Postgres transactions can also take as long as they want and the results will never be inconsistent.

The downside to SERIALIZABLE is that conflicts become visible failures to the client, so you have to handle them and retry. Datomic solves this by serialising through the function you pass, but at great latency cost.

akurilin · on Nov 10, 2015

No free lunch.

akurilin · on Nov 8, 2015

These locks can be non-trivial to reason about at times. On 9.3 I've been bitten numerous times by concurrent transactions attempting to escalate share locks to exclusive lock because of a FK and getting stuck forever, without the db being able to break up that deadlock. If you intentionally limit the # of connections to the db (which you should), that can lead to downtime. Needed to learn about SELECT FOR UPDATE pretty quickly after that. It seems like that's somewhat ameliorated in 9.4+, although it's still possible in a few corner cases, if I recall correctly from talking to RhodiumToad.
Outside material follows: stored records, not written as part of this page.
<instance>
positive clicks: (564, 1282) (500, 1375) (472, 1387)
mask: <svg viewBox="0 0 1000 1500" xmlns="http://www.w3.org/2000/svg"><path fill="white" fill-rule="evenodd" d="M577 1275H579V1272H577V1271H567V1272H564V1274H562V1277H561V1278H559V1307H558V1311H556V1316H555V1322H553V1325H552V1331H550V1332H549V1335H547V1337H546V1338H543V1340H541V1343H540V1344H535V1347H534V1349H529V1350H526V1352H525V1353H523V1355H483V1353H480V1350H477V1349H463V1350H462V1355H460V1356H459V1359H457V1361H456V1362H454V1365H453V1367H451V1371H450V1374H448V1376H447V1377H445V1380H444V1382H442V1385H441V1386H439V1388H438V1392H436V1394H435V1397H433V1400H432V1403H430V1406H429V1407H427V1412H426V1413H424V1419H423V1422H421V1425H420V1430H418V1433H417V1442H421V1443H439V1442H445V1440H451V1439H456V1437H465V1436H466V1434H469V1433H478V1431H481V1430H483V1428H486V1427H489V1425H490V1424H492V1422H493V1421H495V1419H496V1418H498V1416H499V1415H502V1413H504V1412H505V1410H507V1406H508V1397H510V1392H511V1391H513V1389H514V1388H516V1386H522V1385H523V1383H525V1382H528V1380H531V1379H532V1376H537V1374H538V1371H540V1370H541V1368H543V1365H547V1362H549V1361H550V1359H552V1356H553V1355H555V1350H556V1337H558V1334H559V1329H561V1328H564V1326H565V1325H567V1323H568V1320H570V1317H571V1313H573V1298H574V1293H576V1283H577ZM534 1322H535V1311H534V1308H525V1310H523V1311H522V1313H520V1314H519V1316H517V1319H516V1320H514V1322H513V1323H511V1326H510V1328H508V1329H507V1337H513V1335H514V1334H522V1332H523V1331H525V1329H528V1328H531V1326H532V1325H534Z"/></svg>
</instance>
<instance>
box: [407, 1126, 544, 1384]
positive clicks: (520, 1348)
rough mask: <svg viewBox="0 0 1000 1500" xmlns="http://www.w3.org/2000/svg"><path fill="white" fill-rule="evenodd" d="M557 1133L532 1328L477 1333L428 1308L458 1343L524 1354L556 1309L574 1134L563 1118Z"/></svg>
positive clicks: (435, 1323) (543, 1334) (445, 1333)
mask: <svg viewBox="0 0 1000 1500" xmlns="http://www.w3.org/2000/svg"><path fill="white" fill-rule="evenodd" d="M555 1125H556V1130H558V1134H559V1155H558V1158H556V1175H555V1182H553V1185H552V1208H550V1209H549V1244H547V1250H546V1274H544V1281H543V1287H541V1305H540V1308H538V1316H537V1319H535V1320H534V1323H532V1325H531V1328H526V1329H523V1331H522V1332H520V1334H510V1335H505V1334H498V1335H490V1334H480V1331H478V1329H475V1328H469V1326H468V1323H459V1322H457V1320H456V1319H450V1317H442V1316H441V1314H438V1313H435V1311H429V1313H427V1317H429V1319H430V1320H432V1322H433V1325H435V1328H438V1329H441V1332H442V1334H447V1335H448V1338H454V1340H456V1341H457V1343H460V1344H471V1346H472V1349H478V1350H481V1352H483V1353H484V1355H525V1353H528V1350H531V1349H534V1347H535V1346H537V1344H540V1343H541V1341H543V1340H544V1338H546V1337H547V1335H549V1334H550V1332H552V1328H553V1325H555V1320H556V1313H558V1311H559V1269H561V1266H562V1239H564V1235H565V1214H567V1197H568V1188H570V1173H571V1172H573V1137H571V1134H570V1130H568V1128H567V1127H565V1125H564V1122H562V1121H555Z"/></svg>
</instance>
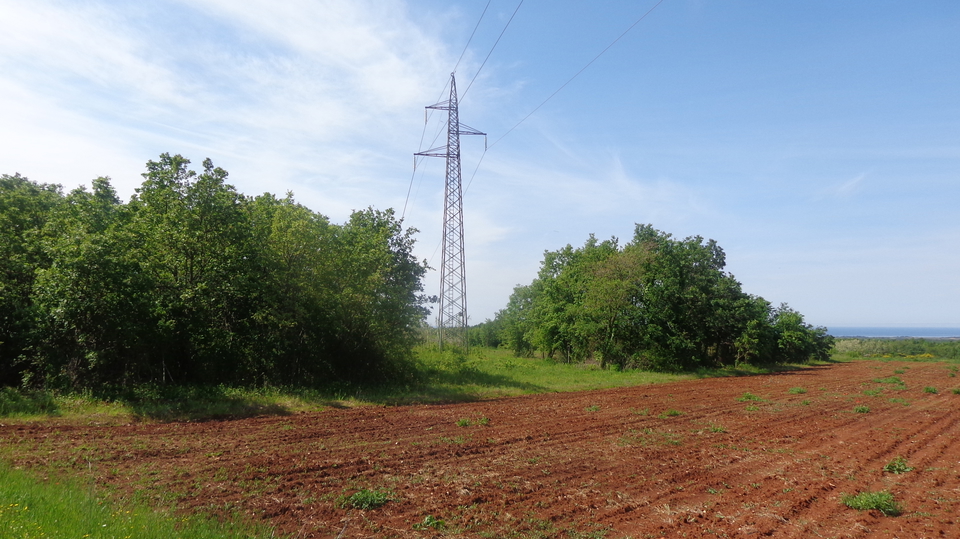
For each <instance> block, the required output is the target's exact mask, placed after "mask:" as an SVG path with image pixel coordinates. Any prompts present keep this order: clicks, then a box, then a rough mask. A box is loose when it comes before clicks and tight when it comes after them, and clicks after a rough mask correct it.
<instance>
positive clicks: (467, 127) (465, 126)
mask: <svg viewBox="0 0 960 539" xmlns="http://www.w3.org/2000/svg"><path fill="white" fill-rule="evenodd" d="M460 134H461V135H484V136H486V133H481V132H480V131H478V130H476V129H474V128H472V127H470V126H469V125H467V124H460Z"/></svg>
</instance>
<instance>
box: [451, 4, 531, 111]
mask: <svg viewBox="0 0 960 539" xmlns="http://www.w3.org/2000/svg"><path fill="white" fill-rule="evenodd" d="M522 5H523V0H520V3H519V4H517V9H515V10H513V15H510V19H509V20H508V21H507V24H505V25H504V26H503V30H501V31H500V35H499V36H497V41H496V42H495V43H494V44H493V46H492V47H490V52H488V53H487V57H486V58H484V59H483V63H482V64H480V67H479V68H477V72H476V74H474V75H473V78H472V79H470V84H468V85H467V89H466V90H464V91H463V93H462V94H460V100H461V101H462V100H463V98H464V97H466V96H467V92H469V91H470V87H471V86H473V81H475V80H477V76H479V75H480V71H481V70H483V66H485V65H487V60H489V59H490V55H491V54H493V49H496V48H497V44H498V43H500V38H502V37H503V34H504V33H505V32H506V31H507V28H508V27H509V26H510V23H511V22H512V21H513V18H514V17H516V16H517V12H518V11H520V6H522Z"/></svg>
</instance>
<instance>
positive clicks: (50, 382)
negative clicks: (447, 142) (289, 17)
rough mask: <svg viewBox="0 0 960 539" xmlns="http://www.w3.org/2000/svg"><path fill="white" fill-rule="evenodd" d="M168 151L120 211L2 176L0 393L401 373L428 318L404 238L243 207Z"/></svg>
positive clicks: (92, 200) (288, 194) (40, 185)
mask: <svg viewBox="0 0 960 539" xmlns="http://www.w3.org/2000/svg"><path fill="white" fill-rule="evenodd" d="M189 163H190V162H189V160H187V159H185V158H183V157H181V156H179V155H175V156H170V155H169V154H163V155H161V156H160V159H159V160H158V161H150V162H148V163H147V172H146V173H145V174H144V175H143V176H144V182H143V184H142V185H141V187H140V188H138V189H137V190H136V194H135V195H134V196H133V197H132V198H131V200H130V201H129V202H127V203H123V202H121V201H120V200H119V199H118V198H117V196H116V194H115V191H114V190H113V188H112V187H111V185H110V182H109V179H108V178H98V179H96V180H94V182H93V189H92V191H87V190H86V189H84V188H79V189H76V190H74V191H72V192H70V193H69V194H67V195H64V194H63V193H62V191H61V188H60V186H56V185H45V184H37V183H35V182H31V181H29V180H28V179H27V178H24V177H22V176H19V175H14V176H8V175H3V176H0V341H2V342H0V385H25V386H46V387H59V388H69V389H77V388H90V387H108V386H131V385H136V384H143V383H170V382H172V383H175V384H181V385H183V384H219V383H229V384H242V385H251V384H263V383H271V384H313V383H320V382H326V381H329V380H337V379H354V380H356V379H370V378H376V377H386V376H395V375H397V372H398V369H402V368H404V367H403V366H404V365H405V364H406V362H405V361H404V360H405V359H406V358H407V357H408V356H409V355H410V354H411V351H412V346H413V345H414V344H415V342H417V340H418V330H419V328H420V327H421V326H422V324H423V320H424V317H425V316H426V314H427V310H426V308H425V306H424V305H425V302H426V298H425V297H424V296H423V294H422V290H423V287H422V284H421V280H422V277H423V275H424V274H425V272H426V269H427V267H426V265H425V263H424V262H420V261H417V260H416V259H415V258H414V256H413V254H412V248H413V243H414V239H413V234H414V233H415V232H416V231H415V230H413V229H406V230H404V229H403V228H402V226H401V223H400V221H399V220H397V219H396V218H395V216H394V214H393V212H392V211H391V210H387V211H377V210H373V209H367V210H363V211H357V212H354V213H353V215H352V216H351V217H350V219H349V221H347V222H346V223H344V224H342V225H337V224H333V223H330V222H329V220H328V219H327V218H326V217H324V216H322V215H320V214H318V213H314V212H313V211H311V210H309V209H308V208H306V207H304V206H302V205H300V204H297V203H296V202H295V201H294V200H293V197H292V195H289V194H288V195H287V196H286V197H285V198H277V197H275V196H274V195H271V194H263V195H260V196H257V197H249V196H244V195H242V194H240V193H238V192H237V191H236V190H235V189H234V187H233V186H231V185H228V184H227V183H226V182H225V181H226V178H227V172H226V171H224V170H223V169H221V168H218V167H214V166H213V164H212V163H211V162H210V160H209V159H208V160H206V161H204V163H203V170H202V172H199V173H197V172H195V171H193V170H190V169H189V168H188V165H189Z"/></svg>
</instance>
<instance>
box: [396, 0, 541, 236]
mask: <svg viewBox="0 0 960 539" xmlns="http://www.w3.org/2000/svg"><path fill="white" fill-rule="evenodd" d="M492 1H493V0H487V5H486V6H484V7H483V11H482V12H481V13H480V18H479V19H477V24H476V25H475V26H474V27H473V32H471V33H470V37H469V38H468V39H467V44H466V45H464V46H463V51H461V52H460V58H457V63H456V65H454V66H453V71H454V72H456V71H457V68H458V67H460V62H461V61H462V60H463V56H464V55H465V54H467V49H468V48H470V43H471V42H472V41H473V36H474V35H476V33H477V28H480V23H481V22H482V21H483V16H484V15H486V14H487V9H488V8H489V7H490V2H492ZM520 3H521V4H522V3H523V1H522V0H521V2H520ZM518 9H519V6H518ZM514 15H516V12H514ZM510 19H511V20H513V17H511V18H510ZM507 24H508V25H509V24H510V23H509V21H508V22H507ZM504 30H506V28H504ZM500 35H501V36H502V35H503V33H502V32H501V34H500ZM497 41H498V42H499V41H500V40H499V39H497ZM494 47H496V44H494ZM490 52H493V49H491V50H490ZM489 57H490V55H489V54H488V55H487V58H489ZM484 63H486V60H484ZM480 67H481V68H483V66H482V65H481V66H480ZM477 72H478V73H479V70H478V71H477ZM474 78H476V77H474ZM447 84H449V83H445V84H444V85H443V90H440V97H438V98H437V101H440V99H443V94H444V93H445V92H446V90H447ZM471 84H472V81H471ZM468 89H469V88H468ZM428 120H429V116H428V117H427V118H425V119H424V122H423V131H422V132H421V133H420V145H419V146H417V151H418V152H419V151H420V150H422V149H423V138H424V136H425V135H426V134H427V122H428ZM441 132H442V131H440V130H438V131H437V135H436V136H435V137H433V142H432V143H431V146H432V145H433V144H435V143H436V142H437V139H438V138H440V133H441ZM416 176H417V157H416V156H414V158H413V172H412V173H411V174H410V185H409V186H408V187H407V198H406V199H404V201H403V212H401V213H400V219H401V220H402V219H403V218H404V217H405V216H406V215H407V204H408V203H409V202H410V191H411V190H413V180H414V179H415V178H416ZM418 191H419V189H418Z"/></svg>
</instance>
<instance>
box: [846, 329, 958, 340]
mask: <svg viewBox="0 0 960 539" xmlns="http://www.w3.org/2000/svg"><path fill="white" fill-rule="evenodd" d="M827 333H829V334H830V335H833V336H834V337H916V338H928V339H929V338H947V337H954V338H960V328H902V327H901V328H897V327H893V328H870V327H854V326H836V327H828V328H827Z"/></svg>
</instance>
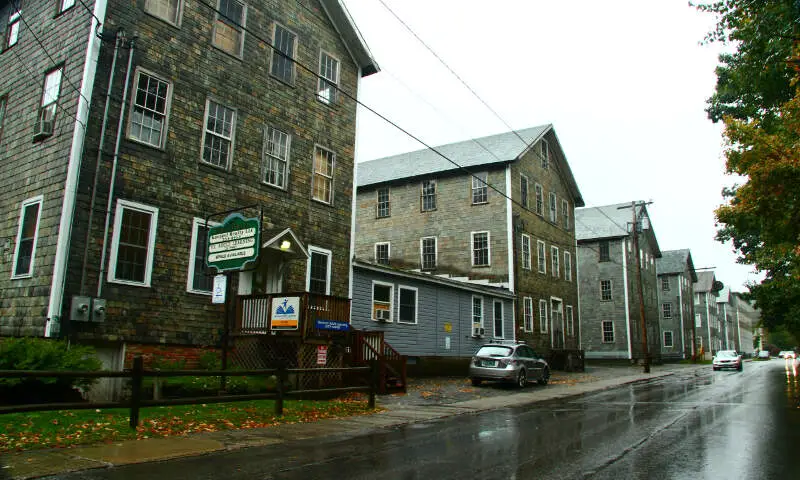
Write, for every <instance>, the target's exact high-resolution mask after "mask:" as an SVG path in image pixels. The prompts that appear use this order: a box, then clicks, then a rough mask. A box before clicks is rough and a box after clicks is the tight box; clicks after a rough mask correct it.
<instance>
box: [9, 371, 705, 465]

atombender · on Nov 9, 2015

I believe that if you set the foreign key constraint as deferred, the lock won't be attempted until commit time (and then only briefly), which should help a lot -- assuming your problem is with long-running transactions that hold locks while they are open.

Animats · on Nov 9, 2015

I notice they mention advisory locks, which aren't used much. MySQL has them, too. They're useful for such things as preventing two copies of the same application from running. This works across machine boundaries, and if you lose the database connection or the client machine or the host machine, the lock is released, so you don't have all that nonsense about Linux/UNIX lock files hanging around.

I use those for tasks that should only have one copy running on a cluster, but any machine in the cluster can run.

postila · on Nov 9, 2015

There is also interesting new module pg_stat_wait that enables LWLocks monitoring (as well as other types of locks), it is already used in mail.yandex.ru (the 2nd largest email service in Russia). However the module requires Postgres be patched https://github.com/postgrespro/postgres/tree/waits_monitorin... Related discussion in -hackers: http://www.postgresql.org/message-id/flat/3F71DA37-A17B-4961...

kngl · on Nov 8, 2015

There is also pgrowlocks[1] that can be usefull.

[1] http://www.postgresql.org/docs/current/static/pgrowlocks.htm...

nierman · on Nov 9, 2015

note: there are also "skip locked" and "nowait" clauses in Postgres 9.5 for more flexibility when dealing with row level locking. This gives you the option of failing immediately (nowait) or just getting back the set of rows that aren't locked (skip locked).

https://wiki.postgresql.org/wiki/What's_new_in_PostgreSQL_9....

DrScump · on Nov 9, 2015

I could swear that I saw Stonebreaker comment on this very subject in a talk from the past year or so (available on Youtube).